Агрессоры действительно обстановку оценили быстро. Как только дым лег на пол мельчайшим черным порошком, бойцы в боекостюмах живенько подобрали двоих раненых из группы 3-Б и отошли, прихватив глушилку и оставив в коридоре четверых.
– Я сам глушилку в такой ситуации оставил бы на месте, но не делать же замечание служивым, в конце концов, – сказал Гриф. – У них есть свой начальник.
Горенко не возражал. Горенко, казалось, было совсем не интересно все происходящее.
Гриф хотел поинтересоваться причиной подобных перепадов настроения, но решил оставить капитана в покое. Хотя бы на время.
Можно было воспользоваться паузой и вздремнуть. Гриф откинулся на спинку кресла и закрыл глаза. Попытался закрыть глаза.
Черт! Черт, черт, черт, черт…
Только не сейчас. Не нужно.
Гриф чуть не застонал от бессильной ярости и обиды. Ярости и обиды на себя самого.
Он не взял аэрозоль. Вначале ушел из своей комнаты и не захватил, а потом… Потом было не до того. И не было возможности вернуться к своим вещам.
Это пока еще не боль. Это только предупреждение. Легкое, ненавязчивое напоминание. Если через час он не обработает свои глаза, то через два часа…
Черт!
Спрашивать Горенко бессмысленно. Совершенно. Абсолютно. Если бы он не напрягал глаза в дыму… Если бы он не напрягал глаза, было бы в запасе еще почти двое суток. Но если бы он не напрягал глаза, они никогда не попали бы в эту комнату. И попробуй реши, что лучше. Или что хуже.
Сейчас главное – не закрывать глаза и не пытаться… Ничего не пытаться. Не тереть, не промывать. Очень пригодились бы фиксаторы Халла. Но где их взять?
– У вас тут есть аптечка? – как можно более равнодушным тоном спросил Гриф.
– Что? – вскинувшись, переспросил Горенко.
– Аптечка у вас тут есть?
– Зачем? – удивился капитан и потер переносицу пальцами. – Мы же в Клинике.

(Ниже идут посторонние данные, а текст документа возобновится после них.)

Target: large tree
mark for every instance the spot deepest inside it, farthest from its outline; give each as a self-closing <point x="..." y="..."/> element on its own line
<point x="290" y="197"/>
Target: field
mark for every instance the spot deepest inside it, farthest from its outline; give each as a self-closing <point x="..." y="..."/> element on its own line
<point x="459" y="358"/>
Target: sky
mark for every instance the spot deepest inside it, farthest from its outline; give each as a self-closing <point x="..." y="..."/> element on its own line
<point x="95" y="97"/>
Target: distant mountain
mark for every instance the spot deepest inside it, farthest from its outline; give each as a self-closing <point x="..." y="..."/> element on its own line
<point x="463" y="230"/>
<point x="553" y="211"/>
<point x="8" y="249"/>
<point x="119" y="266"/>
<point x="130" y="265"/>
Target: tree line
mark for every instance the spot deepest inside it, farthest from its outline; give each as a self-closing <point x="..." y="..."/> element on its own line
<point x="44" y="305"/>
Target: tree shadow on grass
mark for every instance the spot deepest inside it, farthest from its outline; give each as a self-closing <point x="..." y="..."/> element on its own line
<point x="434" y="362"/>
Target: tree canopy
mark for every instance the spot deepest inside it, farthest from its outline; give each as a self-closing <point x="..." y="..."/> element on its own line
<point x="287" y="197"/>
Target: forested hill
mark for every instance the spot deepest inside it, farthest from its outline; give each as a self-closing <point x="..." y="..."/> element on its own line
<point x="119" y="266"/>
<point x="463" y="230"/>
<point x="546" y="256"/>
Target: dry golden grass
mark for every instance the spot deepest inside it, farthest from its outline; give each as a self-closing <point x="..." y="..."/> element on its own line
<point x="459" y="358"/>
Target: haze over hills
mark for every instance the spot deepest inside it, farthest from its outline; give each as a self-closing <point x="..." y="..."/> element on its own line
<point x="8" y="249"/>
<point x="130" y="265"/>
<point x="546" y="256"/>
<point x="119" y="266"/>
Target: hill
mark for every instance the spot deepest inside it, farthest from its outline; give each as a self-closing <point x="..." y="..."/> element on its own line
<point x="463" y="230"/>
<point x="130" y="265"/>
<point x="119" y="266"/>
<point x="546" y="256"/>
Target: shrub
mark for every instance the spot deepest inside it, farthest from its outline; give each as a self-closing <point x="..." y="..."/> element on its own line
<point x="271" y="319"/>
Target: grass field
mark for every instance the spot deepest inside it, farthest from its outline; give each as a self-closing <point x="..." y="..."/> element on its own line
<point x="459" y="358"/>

– Мы в заднице, – проворчал Гриф.
Уж он, свободный агент Гриф, точно в заднице. У него нет времени. И нет никакого желания попадаться в руки этих бравых ребят.
За кем они пришли?
За секретами Адаптационной клиники? Или непосредственно за ним – счастливым обладателем зародышей? Когда двое ворвались в кабинет, кого они хотели взять – капитана или свободного агента? Хороший вопрос. Очень хороший вопрос.

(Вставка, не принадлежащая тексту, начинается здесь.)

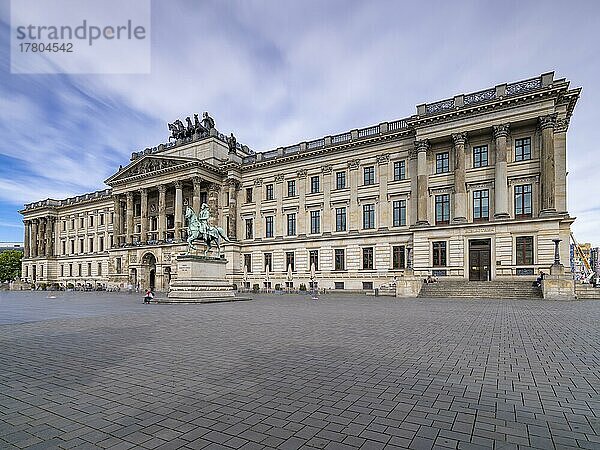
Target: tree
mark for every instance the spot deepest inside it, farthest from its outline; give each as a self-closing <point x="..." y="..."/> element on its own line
<point x="10" y="265"/>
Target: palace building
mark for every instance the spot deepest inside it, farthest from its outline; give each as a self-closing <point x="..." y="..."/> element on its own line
<point x="471" y="187"/>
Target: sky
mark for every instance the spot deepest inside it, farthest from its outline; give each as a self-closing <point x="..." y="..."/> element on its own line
<point x="279" y="72"/>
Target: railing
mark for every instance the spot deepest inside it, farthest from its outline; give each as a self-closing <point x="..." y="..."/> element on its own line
<point x="370" y="131"/>
<point x="338" y="138"/>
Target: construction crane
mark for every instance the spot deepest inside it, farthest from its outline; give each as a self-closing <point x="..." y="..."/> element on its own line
<point x="588" y="273"/>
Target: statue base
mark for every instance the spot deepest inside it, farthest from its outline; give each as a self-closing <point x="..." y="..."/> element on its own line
<point x="200" y="279"/>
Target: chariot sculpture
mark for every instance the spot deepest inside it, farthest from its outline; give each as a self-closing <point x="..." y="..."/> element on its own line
<point x="200" y="230"/>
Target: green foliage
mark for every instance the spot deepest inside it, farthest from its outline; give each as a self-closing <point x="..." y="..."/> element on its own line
<point x="10" y="265"/>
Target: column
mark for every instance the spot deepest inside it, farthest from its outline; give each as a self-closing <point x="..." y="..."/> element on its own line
<point x="547" y="164"/>
<point x="422" y="182"/>
<point x="460" y="187"/>
<point x="560" y="164"/>
<point x="353" y="213"/>
<point x="162" y="208"/>
<point x="196" y="194"/>
<point x="129" y="226"/>
<point x="178" y="209"/>
<point x="26" y="239"/>
<point x="117" y="220"/>
<point x="34" y="238"/>
<point x="144" y="215"/>
<point x="501" y="173"/>
<point x="383" y="209"/>
<point x="233" y="187"/>
<point x="326" y="213"/>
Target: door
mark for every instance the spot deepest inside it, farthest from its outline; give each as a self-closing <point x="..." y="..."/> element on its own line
<point x="479" y="260"/>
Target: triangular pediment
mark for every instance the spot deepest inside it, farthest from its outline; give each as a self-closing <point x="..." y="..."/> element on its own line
<point x="148" y="165"/>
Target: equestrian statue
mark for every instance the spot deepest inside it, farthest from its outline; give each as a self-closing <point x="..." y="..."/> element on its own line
<point x="200" y="230"/>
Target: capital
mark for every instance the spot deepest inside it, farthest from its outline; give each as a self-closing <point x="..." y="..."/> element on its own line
<point x="501" y="130"/>
<point x="547" y="121"/>
<point x="459" y="138"/>
<point x="422" y="145"/>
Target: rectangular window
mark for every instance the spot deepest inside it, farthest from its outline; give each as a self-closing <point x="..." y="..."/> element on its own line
<point x="399" y="213"/>
<point x="289" y="261"/>
<point x="291" y="188"/>
<point x="398" y="257"/>
<point x="442" y="162"/>
<point x="523" y="205"/>
<point x="481" y="205"/>
<point x="292" y="224"/>
<point x="340" y="219"/>
<point x="522" y="149"/>
<point x="269" y="262"/>
<point x="442" y="209"/>
<point x="439" y="254"/>
<point x="340" y="259"/>
<point x="369" y="175"/>
<point x="524" y="250"/>
<point x="315" y="222"/>
<point x="399" y="170"/>
<point x="315" y="184"/>
<point x="249" y="229"/>
<point x="269" y="226"/>
<point x="368" y="258"/>
<point x="269" y="192"/>
<point x="368" y="216"/>
<point x="313" y="259"/>
<point x="480" y="156"/>
<point x="340" y="180"/>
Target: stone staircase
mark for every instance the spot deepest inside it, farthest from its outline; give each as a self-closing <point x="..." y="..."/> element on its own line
<point x="586" y="291"/>
<point x="481" y="289"/>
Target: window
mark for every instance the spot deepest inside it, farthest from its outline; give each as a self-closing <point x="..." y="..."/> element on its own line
<point x="291" y="188"/>
<point x="340" y="180"/>
<point x="314" y="184"/>
<point x="269" y="226"/>
<point x="442" y="162"/>
<point x="399" y="170"/>
<point x="480" y="156"/>
<point x="523" y="201"/>
<point x="249" y="229"/>
<point x="292" y="224"/>
<point x="524" y="250"/>
<point x="439" y="254"/>
<point x="315" y="222"/>
<point x="340" y="219"/>
<point x="248" y="262"/>
<point x="369" y="175"/>
<point x="368" y="258"/>
<point x="313" y="258"/>
<point x="289" y="261"/>
<point x="398" y="257"/>
<point x="340" y="259"/>
<point x="481" y="205"/>
<point x="399" y="213"/>
<point x="368" y="216"/>
<point x="269" y="261"/>
<point x="442" y="209"/>
<point x="522" y="149"/>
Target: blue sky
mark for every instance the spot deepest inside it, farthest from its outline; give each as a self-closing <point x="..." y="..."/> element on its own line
<point x="276" y="73"/>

Глаза медленно, очень медленно наливались огнем. Еще не наступила боль, еще не корчатся и не обугливаются нервы под жадными прикосновениями боли, но Гриф знает, знает его тело, каждая клеточка его тела знает о том, что надвигается.

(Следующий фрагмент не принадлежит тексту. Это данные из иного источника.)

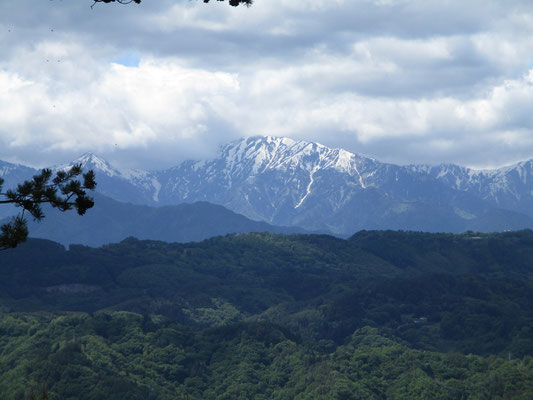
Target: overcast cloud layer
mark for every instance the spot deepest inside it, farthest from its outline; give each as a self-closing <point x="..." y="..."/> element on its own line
<point x="149" y="85"/>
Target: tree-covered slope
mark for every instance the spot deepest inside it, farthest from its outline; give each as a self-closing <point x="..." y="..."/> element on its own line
<point x="262" y="316"/>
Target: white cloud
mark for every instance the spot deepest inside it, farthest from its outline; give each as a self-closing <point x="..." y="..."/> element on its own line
<point x="405" y="81"/>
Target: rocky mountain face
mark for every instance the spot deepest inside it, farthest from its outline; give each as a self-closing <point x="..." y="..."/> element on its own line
<point x="297" y="183"/>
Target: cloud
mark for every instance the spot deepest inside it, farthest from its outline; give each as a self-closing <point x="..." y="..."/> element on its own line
<point x="149" y="85"/>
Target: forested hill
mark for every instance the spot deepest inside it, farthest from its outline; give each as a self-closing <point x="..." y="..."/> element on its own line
<point x="284" y="310"/>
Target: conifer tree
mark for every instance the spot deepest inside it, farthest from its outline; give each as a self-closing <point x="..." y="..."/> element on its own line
<point x="65" y="191"/>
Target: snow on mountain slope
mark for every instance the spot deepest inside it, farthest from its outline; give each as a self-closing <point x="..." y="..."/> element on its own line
<point x="128" y="185"/>
<point x="297" y="183"/>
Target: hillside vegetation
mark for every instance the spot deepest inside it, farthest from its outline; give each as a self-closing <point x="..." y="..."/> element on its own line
<point x="261" y="316"/>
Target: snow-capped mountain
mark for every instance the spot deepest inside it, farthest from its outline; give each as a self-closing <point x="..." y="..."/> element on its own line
<point x="126" y="185"/>
<point x="297" y="183"/>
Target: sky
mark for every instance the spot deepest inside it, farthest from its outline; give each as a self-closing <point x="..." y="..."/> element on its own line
<point x="147" y="86"/>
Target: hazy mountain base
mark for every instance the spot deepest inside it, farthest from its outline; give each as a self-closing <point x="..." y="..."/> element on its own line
<point x="110" y="221"/>
<point x="467" y="293"/>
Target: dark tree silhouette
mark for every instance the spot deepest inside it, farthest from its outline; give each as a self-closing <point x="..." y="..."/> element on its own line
<point x="64" y="192"/>
<point x="233" y="3"/>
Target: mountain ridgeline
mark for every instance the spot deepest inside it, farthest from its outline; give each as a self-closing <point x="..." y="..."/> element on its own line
<point x="295" y="183"/>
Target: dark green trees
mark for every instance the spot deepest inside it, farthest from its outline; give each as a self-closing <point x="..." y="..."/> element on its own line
<point x="65" y="191"/>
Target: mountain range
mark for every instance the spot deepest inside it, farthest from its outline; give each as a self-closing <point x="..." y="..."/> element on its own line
<point x="285" y="182"/>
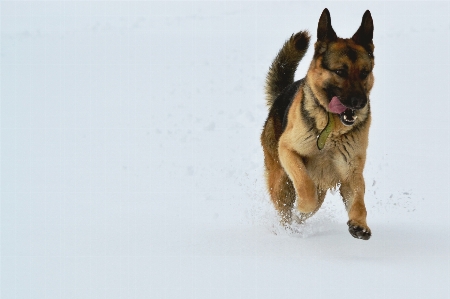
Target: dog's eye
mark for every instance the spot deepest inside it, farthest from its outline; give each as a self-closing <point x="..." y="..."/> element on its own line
<point x="341" y="73"/>
<point x="364" y="74"/>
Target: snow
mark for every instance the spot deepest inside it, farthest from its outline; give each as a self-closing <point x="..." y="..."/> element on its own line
<point x="131" y="164"/>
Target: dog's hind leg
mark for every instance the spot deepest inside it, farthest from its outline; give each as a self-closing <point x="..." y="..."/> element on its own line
<point x="321" y="197"/>
<point x="280" y="188"/>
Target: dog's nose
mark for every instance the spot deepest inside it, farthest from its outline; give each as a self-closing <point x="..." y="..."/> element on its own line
<point x="358" y="102"/>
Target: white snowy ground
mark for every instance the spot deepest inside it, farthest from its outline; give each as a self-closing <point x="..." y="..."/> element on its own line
<point x="131" y="164"/>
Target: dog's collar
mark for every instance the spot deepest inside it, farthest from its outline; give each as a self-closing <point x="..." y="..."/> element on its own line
<point x="322" y="138"/>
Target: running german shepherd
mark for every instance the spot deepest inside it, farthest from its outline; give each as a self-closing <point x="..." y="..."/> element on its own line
<point x="316" y="134"/>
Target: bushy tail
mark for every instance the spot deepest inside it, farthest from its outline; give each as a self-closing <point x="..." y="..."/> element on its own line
<point x="282" y="70"/>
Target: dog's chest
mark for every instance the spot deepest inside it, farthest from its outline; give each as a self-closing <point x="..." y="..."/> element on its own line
<point x="332" y="164"/>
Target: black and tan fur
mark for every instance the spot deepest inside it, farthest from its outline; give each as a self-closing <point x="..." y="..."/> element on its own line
<point x="296" y="170"/>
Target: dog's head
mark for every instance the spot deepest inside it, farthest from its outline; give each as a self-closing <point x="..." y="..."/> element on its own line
<point x="340" y="74"/>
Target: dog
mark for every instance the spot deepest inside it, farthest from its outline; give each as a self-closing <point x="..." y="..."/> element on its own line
<point x="316" y="134"/>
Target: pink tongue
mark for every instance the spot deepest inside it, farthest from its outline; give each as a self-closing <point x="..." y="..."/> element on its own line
<point x="336" y="106"/>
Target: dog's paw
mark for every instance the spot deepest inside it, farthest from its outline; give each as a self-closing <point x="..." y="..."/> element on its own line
<point x="359" y="231"/>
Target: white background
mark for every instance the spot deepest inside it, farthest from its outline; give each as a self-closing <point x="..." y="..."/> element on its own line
<point x="131" y="164"/>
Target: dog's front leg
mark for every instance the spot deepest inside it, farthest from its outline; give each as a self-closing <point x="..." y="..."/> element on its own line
<point x="305" y="189"/>
<point x="352" y="192"/>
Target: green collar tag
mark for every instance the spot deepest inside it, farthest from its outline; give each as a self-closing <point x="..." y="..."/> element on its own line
<point x="324" y="134"/>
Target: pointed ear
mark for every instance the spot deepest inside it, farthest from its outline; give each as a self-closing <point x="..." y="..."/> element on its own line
<point x="364" y="35"/>
<point x="325" y="32"/>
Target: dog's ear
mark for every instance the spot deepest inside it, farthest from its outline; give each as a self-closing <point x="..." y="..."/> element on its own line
<point x="325" y="32"/>
<point x="364" y="34"/>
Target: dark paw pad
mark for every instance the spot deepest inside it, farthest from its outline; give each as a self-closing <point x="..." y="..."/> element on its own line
<point x="359" y="232"/>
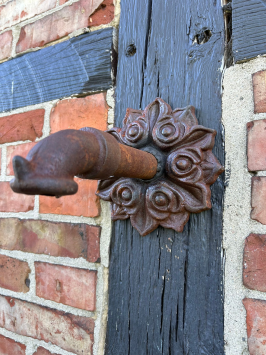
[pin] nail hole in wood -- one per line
(202, 37)
(131, 50)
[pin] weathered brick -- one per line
(256, 145)
(6, 39)
(19, 10)
(83, 203)
(13, 202)
(103, 15)
(254, 262)
(12, 150)
(57, 25)
(51, 238)
(10, 347)
(71, 333)
(71, 286)
(13, 274)
(259, 91)
(258, 199)
(42, 351)
(256, 325)
(21, 126)
(90, 111)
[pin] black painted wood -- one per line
(79, 65)
(249, 29)
(166, 292)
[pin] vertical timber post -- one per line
(166, 292)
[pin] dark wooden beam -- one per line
(249, 29)
(166, 292)
(80, 65)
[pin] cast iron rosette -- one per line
(186, 168)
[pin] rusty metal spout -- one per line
(51, 165)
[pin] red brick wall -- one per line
(53, 252)
(27, 25)
(254, 258)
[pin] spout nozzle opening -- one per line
(26, 181)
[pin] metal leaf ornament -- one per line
(186, 168)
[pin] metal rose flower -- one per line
(125, 195)
(186, 168)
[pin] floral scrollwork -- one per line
(190, 168)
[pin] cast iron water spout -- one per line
(155, 170)
(51, 165)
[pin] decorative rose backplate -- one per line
(186, 168)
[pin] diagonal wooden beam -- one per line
(80, 65)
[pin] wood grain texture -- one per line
(79, 65)
(249, 30)
(166, 293)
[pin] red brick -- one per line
(71, 286)
(13, 274)
(21, 126)
(57, 25)
(19, 10)
(90, 111)
(51, 238)
(10, 347)
(104, 14)
(258, 199)
(259, 91)
(71, 333)
(83, 203)
(42, 351)
(12, 150)
(256, 132)
(13, 202)
(6, 39)
(256, 325)
(254, 262)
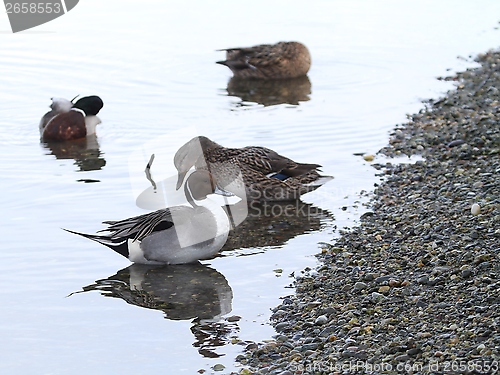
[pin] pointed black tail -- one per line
(119, 245)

Гриф посмотрел на часы – семь сорок, как в песне.
– Во сколько прибывает поезд? – спросил Гриф.
– В восемь ноль-ноль.
– Кто обычно приезжает на поезде?
– Обычно – смена охраны. Начальство, посетители… Но они получают пропуска заранее. В этом поезде будет смена, ваш коллега и… – капитан вздрогнул, как будто просыпаясь, – и солдаты. Пятнадцать человек с офицером.
– И у нас нет связи с поездом?
– Почему? У дежурного на главном пульте – есть. А у нас есть сенсор на перроне. Посмотрим, что получится.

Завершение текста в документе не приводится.